Polynomial Regression is a form of regression analysis in which the relationship between the independent variable x and the dependent variable y is modeled as an nth-degree polynomial. Polynomial regression fits a nonlinear relationship between the value of x and the corresponding conditional mean of y, denoted E(y | x).
Why use Polynomial Regression?
Polynomial regression is used when the relationship between the independent and dependent variables is not linear, and a simple linear regression model does not fit the data well. By using higher-degree polynomials, the model can capture more complex relationships between the variables.

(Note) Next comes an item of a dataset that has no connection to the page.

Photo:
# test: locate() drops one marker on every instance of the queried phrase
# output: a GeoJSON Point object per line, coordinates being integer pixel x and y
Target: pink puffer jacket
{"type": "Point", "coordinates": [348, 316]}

Polynomial Regression example:
Here’s a simple example of how to perform polynomial regression using Python and the scikit-learn library:
import numpy as np
import matplotlib.pyplot as plt
from sklearn.linear_model import LinearRegression
from sklearn.preprocessing import PolynomialFeatures
# Generate sample data
x = np.random.rand(20, 1)
y = 2 * (x ** 3) - 6 * (x ** 2) + 3 * x + np.random.randn(20, 1) * 0.1
# Transform the data to include polynomial features
poly_features = PolynomialFeatures(degree=3, include_bias=False )
x_poly = poly_features.fit_transform(x)
# Perform linear regression on the transformed data
lin_reg = LinearRegression()
lin_reg.fit(x_poly, y)
# Visualize the polynomial regression fit
plt.scatter(x, y, color='blue')
x_new = np.linspace(0, 1, 100).reshape(100, 1)
x_new_poly = poly_features.transform(x_new)
y_new = lin_reg.predict(x_new_poly)
plt.plot(x_new, y_new, color='red', linewidth=2)
plt.xlabel('x')
plt.ylabel('y')
plt.title('Polynomial Regression')
plt.show()
In this example, we generate some sample data with a cubic relationship, add polynomial features to the dataset, and then perform linear regression on the transformed data. The resulting plot shows the original data points and the fitted polynomial curve.